The Left in the 1960s and 1970s was also interested in raising awareness of a host of problems and saw its role as spreading a particular message.
But supporters understood that actively spreading such messages is about a great deal more than just wearing a ribbon.
In a book on Ribbon Culture, author Sarah Moore found that many wristband and ribbon wearers have little specific knowledge of the charity, illness or issue symbolised by the ribbon they are wearing.
For some, the choice of which ribbon to wear was made on the basis of which one best matched the clothes they were wearing that day.
The poppy is a symbol of a different order and, though contentious, is the only one permitted to be worn by BBC presenters.
Presenter Graham Norton and his production company So Television were reprimanded by the BBC in 2013 after he wore a World Aids Day ribbon, such as the one sported by Miss Sturgeon, on air.

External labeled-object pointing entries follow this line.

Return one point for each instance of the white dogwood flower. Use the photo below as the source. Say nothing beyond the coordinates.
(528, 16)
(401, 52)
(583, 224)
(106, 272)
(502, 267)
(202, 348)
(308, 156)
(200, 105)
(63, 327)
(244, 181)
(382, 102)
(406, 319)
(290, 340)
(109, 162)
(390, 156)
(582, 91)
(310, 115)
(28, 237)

Editorial guidelines state: ‘The BBC must remain independent and distanced from government initiatives, campaigners, charities and their agendas, no matter how apparently worthy the cause or how much their message appears to be accepted or uncontroversial.’ Admittedly, even supporters of the poppy may have raised an eyebrow this year when the Cookie Monster from Sesame Street appeared on BBC programme The One Show wearing one.
This has been called ‘poppy fascism’ — the bullying expectation of universal poppy-wearing — but if such a fascism exists, it is not confined to poppies.

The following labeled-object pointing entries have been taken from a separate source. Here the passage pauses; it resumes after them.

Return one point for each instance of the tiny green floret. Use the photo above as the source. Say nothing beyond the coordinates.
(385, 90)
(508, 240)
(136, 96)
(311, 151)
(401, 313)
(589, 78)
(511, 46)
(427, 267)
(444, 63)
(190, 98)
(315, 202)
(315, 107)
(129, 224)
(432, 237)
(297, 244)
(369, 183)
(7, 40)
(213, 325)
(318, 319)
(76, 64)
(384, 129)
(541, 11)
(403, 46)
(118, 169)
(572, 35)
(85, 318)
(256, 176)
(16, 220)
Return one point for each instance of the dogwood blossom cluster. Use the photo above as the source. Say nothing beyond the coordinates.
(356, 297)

Some ire was directed towards those politicians who failed to wear a white ribbon on November 25, the International Day for the Elimination of Violence Against Women.

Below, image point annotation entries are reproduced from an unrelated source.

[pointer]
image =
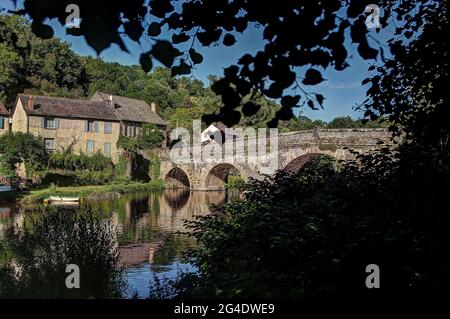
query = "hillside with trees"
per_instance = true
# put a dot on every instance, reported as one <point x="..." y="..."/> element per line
<point x="50" y="67"/>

Last year Clare O’Neill — a ‘rapper, nurse, feminist’ — asked on one blog: ‘Why isn’t every MP wearing a white ribbon today’, an omission which she claimed was ‘indicative of a deeper collective apathy towards this issue’.
She added: ‘Today was about inviting governments to raise awareness of [violence against women], so why didn’t our government?
‘The white ribbon symbolises a pledge to never remain silent. We should be asking ourselves why we are.’
In the case of far too many of our political representatives, these symbols and ribbons are nothing more than a substitute for charisma, leadership or innovative ideas about addressing the day-to-day problems of their constituents — which may not lend themselves to slogans or trendy ribbons.
It is, however, the sheer ubiquity of awareness-raising ribbons that undermines the messages — often entirely valid — that their wearers are attempting to send out.
As a society, we have reached a tipping point where there are so many demands on our compassion and social conscience that they begin to meld into one meaningless mass.
But we also rightly reject the idea that politicians occupy a moral high ground from which they can preach at us about how we should think and act.
For that reason, a ribbon for utter disenchantment with the political class would be a sure-fire hit.